Question

Question:
If \[\dfrac{{1 - 11x}}{{\left( {x + 1} \right)\left( {x + 6} \right)\left( {x - 4} \right)}} = \dfrac{A}{{x + 1}} + \dfrac{B}{{x + 6}} + \dfrac{C}{{x - 4}}\], then B is equal to
A) \[ - \dfrac{{12}}{{25}}\]
B) \[\dfrac{{67}}{{50}}\]
C) \[ - \dfrac{{43}}{{50}}\]
D) \[ - \dfrac{{67}}{{50}}\]

Answer 1

Hint:
In the given question, we have been given a relation between a fraction (which has denominators which is a product of three polynomials) and three terms with constants in their numerators and with each term containing one of the three polynomials in their denominator. We have to calculate the value of one of the constants by solving this system of equations. For doing that, we are going to multiply the denominator of the left side of the equation to the other side, which is going to cancel out each of the denominators of the three terms. Then we are going to put in such a value of the argument that all but the needed terms become zero. And then we are going to solve for the unknown and find our answer.

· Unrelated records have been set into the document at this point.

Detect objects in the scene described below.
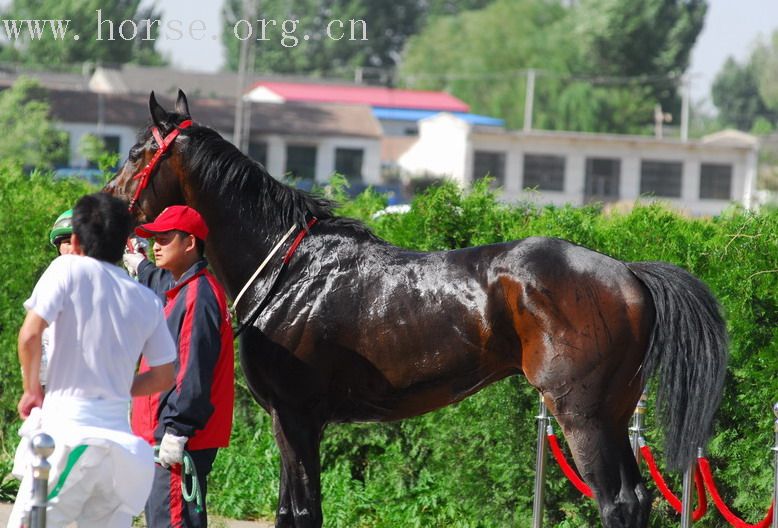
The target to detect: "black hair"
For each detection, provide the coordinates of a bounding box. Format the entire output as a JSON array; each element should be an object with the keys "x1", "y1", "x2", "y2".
[{"x1": 73, "y1": 192, "x2": 132, "y2": 263}]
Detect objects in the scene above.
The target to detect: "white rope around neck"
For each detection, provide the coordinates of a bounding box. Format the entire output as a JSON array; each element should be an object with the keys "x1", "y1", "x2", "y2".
[{"x1": 232, "y1": 225, "x2": 297, "y2": 310}]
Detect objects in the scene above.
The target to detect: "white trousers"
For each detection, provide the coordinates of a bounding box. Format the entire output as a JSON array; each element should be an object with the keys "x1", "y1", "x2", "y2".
[{"x1": 8, "y1": 445, "x2": 134, "y2": 528}]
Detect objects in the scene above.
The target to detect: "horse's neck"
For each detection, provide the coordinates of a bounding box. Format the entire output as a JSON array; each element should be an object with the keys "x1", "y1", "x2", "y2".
[{"x1": 195, "y1": 197, "x2": 292, "y2": 298}]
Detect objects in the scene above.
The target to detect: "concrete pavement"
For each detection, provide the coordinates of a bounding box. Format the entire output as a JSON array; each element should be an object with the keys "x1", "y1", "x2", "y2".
[{"x1": 0, "y1": 502, "x2": 273, "y2": 528}]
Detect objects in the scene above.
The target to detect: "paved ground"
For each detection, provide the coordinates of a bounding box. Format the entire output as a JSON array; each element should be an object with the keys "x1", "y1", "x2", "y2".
[{"x1": 0, "y1": 502, "x2": 273, "y2": 528}]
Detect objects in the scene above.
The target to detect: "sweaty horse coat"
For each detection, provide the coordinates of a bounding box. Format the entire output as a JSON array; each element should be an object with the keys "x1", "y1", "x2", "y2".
[{"x1": 106, "y1": 88, "x2": 727, "y2": 528}]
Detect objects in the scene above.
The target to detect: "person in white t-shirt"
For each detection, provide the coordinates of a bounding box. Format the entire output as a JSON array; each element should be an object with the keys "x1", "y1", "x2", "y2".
[
  {"x1": 40, "y1": 209, "x2": 73, "y2": 392},
  {"x1": 8, "y1": 193, "x2": 176, "y2": 528}
]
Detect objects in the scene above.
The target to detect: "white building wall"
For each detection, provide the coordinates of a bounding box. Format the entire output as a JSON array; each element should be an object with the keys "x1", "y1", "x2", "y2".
[
  {"x1": 399, "y1": 114, "x2": 757, "y2": 215},
  {"x1": 398, "y1": 113, "x2": 472, "y2": 185},
  {"x1": 59, "y1": 123, "x2": 137, "y2": 168},
  {"x1": 253, "y1": 135, "x2": 381, "y2": 185}
]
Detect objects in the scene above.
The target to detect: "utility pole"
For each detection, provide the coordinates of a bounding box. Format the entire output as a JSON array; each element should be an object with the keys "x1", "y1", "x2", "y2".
[
  {"x1": 681, "y1": 76, "x2": 692, "y2": 142},
  {"x1": 654, "y1": 103, "x2": 673, "y2": 139},
  {"x1": 232, "y1": 0, "x2": 256, "y2": 152},
  {"x1": 524, "y1": 68, "x2": 535, "y2": 132}
]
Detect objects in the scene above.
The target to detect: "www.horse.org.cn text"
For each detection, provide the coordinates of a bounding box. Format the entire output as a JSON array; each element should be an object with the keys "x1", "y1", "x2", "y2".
[{"x1": 0, "y1": 9, "x2": 368, "y2": 48}]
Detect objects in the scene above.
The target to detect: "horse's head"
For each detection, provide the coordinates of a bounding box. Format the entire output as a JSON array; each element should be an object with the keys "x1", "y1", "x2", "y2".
[{"x1": 103, "y1": 90, "x2": 192, "y2": 222}]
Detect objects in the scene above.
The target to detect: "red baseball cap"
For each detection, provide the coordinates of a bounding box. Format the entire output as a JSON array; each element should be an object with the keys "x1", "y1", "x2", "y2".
[{"x1": 135, "y1": 205, "x2": 208, "y2": 241}]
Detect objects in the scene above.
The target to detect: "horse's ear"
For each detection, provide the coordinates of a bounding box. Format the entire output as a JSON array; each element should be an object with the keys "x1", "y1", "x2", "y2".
[
  {"x1": 149, "y1": 91, "x2": 168, "y2": 130},
  {"x1": 176, "y1": 88, "x2": 192, "y2": 117}
]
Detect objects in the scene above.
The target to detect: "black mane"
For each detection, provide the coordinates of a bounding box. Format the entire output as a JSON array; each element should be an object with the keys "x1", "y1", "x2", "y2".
[{"x1": 151, "y1": 124, "x2": 372, "y2": 235}]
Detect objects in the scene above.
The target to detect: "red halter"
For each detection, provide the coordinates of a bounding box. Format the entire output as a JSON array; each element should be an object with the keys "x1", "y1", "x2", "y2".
[{"x1": 130, "y1": 119, "x2": 192, "y2": 211}]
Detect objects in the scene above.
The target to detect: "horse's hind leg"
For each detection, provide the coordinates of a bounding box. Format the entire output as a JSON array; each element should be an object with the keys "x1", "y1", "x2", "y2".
[
  {"x1": 273, "y1": 411, "x2": 323, "y2": 528},
  {"x1": 557, "y1": 408, "x2": 651, "y2": 528}
]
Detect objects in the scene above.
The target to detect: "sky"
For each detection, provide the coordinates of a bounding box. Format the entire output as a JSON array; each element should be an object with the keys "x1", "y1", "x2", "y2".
[
  {"x1": 0, "y1": 0, "x2": 778, "y2": 108},
  {"x1": 145, "y1": 0, "x2": 778, "y2": 107}
]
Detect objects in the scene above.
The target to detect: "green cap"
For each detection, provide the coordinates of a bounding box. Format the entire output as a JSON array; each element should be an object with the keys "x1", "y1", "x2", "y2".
[{"x1": 49, "y1": 209, "x2": 73, "y2": 246}]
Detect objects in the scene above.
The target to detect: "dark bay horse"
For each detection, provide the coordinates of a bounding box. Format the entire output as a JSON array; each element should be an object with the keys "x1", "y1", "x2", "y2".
[{"x1": 106, "y1": 92, "x2": 727, "y2": 528}]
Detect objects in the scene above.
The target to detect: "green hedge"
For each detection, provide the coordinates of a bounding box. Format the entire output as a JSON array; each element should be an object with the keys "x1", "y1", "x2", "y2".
[{"x1": 0, "y1": 170, "x2": 778, "y2": 528}]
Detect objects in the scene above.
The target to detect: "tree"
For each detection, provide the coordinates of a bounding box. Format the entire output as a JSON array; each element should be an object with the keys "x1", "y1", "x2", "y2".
[
  {"x1": 0, "y1": 0, "x2": 165, "y2": 68},
  {"x1": 401, "y1": 0, "x2": 706, "y2": 132},
  {"x1": 0, "y1": 77, "x2": 68, "y2": 168},
  {"x1": 223, "y1": 0, "x2": 492, "y2": 76},
  {"x1": 711, "y1": 56, "x2": 774, "y2": 131}
]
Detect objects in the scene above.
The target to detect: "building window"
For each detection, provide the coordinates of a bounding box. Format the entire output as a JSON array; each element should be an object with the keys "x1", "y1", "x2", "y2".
[
  {"x1": 524, "y1": 154, "x2": 565, "y2": 191},
  {"x1": 584, "y1": 158, "x2": 621, "y2": 203},
  {"x1": 700, "y1": 163, "x2": 732, "y2": 200},
  {"x1": 87, "y1": 134, "x2": 121, "y2": 169},
  {"x1": 286, "y1": 145, "x2": 316, "y2": 180},
  {"x1": 101, "y1": 136, "x2": 122, "y2": 154},
  {"x1": 335, "y1": 148, "x2": 365, "y2": 181},
  {"x1": 473, "y1": 150, "x2": 505, "y2": 187},
  {"x1": 249, "y1": 141, "x2": 267, "y2": 167},
  {"x1": 640, "y1": 160, "x2": 682, "y2": 198}
]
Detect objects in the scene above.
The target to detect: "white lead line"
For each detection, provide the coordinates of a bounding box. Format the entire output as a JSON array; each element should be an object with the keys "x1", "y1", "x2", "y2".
[{"x1": 232, "y1": 225, "x2": 297, "y2": 310}]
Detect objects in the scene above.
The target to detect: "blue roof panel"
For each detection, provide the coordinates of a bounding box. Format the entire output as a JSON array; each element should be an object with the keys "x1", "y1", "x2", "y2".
[{"x1": 373, "y1": 107, "x2": 505, "y2": 127}]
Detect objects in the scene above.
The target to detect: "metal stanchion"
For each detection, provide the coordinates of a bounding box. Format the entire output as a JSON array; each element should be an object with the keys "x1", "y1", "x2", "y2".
[
  {"x1": 629, "y1": 389, "x2": 648, "y2": 464},
  {"x1": 532, "y1": 394, "x2": 550, "y2": 528},
  {"x1": 27, "y1": 433, "x2": 54, "y2": 528},
  {"x1": 770, "y1": 403, "x2": 778, "y2": 528},
  {"x1": 681, "y1": 448, "x2": 702, "y2": 528}
]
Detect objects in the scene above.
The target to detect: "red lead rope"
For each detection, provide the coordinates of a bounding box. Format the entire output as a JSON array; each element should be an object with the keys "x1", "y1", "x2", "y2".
[
  {"x1": 130, "y1": 119, "x2": 192, "y2": 211},
  {"x1": 640, "y1": 445, "x2": 708, "y2": 522},
  {"x1": 284, "y1": 216, "x2": 318, "y2": 265}
]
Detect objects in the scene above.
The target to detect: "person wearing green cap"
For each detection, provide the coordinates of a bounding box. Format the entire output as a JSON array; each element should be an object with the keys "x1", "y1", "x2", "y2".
[
  {"x1": 40, "y1": 209, "x2": 73, "y2": 391},
  {"x1": 49, "y1": 209, "x2": 73, "y2": 255}
]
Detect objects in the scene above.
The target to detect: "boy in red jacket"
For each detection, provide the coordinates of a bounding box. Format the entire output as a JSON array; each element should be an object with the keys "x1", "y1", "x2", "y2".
[{"x1": 124, "y1": 205, "x2": 234, "y2": 528}]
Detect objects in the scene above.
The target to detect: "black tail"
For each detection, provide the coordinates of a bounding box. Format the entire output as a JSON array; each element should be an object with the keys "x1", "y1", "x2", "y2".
[{"x1": 627, "y1": 262, "x2": 728, "y2": 469}]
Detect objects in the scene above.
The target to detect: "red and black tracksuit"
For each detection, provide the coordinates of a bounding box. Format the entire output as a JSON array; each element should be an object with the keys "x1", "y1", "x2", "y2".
[{"x1": 132, "y1": 260, "x2": 234, "y2": 528}]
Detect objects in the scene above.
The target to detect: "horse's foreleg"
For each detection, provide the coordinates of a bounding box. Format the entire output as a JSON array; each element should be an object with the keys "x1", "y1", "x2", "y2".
[{"x1": 273, "y1": 410, "x2": 322, "y2": 528}]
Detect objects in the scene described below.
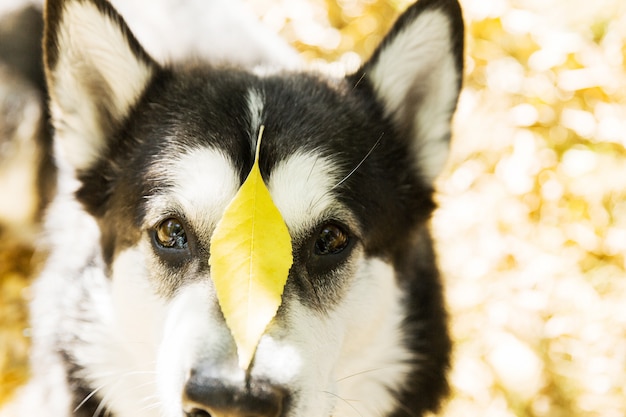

Complete Step by Step Solution:
The given expression is \[\dfrac{{1 - 11x}}{{\left( {x + 1} \right)\left( {x + 6} \right)\left( {x - 4} \right)}} = \dfrac{A}{{x + 1}} + \dfrac{B}{{x + 6}} + \dfrac{C}{{x - 4}}\].
We are going to cross-multiply \[\left( {x + 1} \right)\left( {x + 6} \right)\left( {x - 4} \right)\] to the other side.
\[1 - 11x = A\left( {x + 6} \right)\left( {x - 4} \right) + B\left( {x - 4} \right)\left( {x + 1} \right) + C\left( {x + 1} \right)\left( {x + 6} \right)\]
Now, we are going to put in \[x = - 6\] so that the A and C terms become zero,
\[1 - 11\left( { - 6} \right) = A \times 0 + B\left( { - 10} \right) \times \left( { - 5} \right) + C \times 0\]
Now, solving for B,
\[50B = 67\]
Thus, \[B = \dfrac{{67}}{{50}}\]

Hence, the correct option is B.

Note:
In the given question we had to calculate the value of a variable. We were given an expression in which we had been given the use of this variable whose value was to be found. We first removed the denominators from all the terms as the denominator on one side of the equality was same as the LCM of the three denominators on the other side of equality. Then we got the three variables used in the equation being multiplied with some part of denominators’ LCM. Then we just put in the value of the argument which caused the other two non-necessary variables to become zero, which caused us to have just the one variable we wanted and then we just solved and got the answer.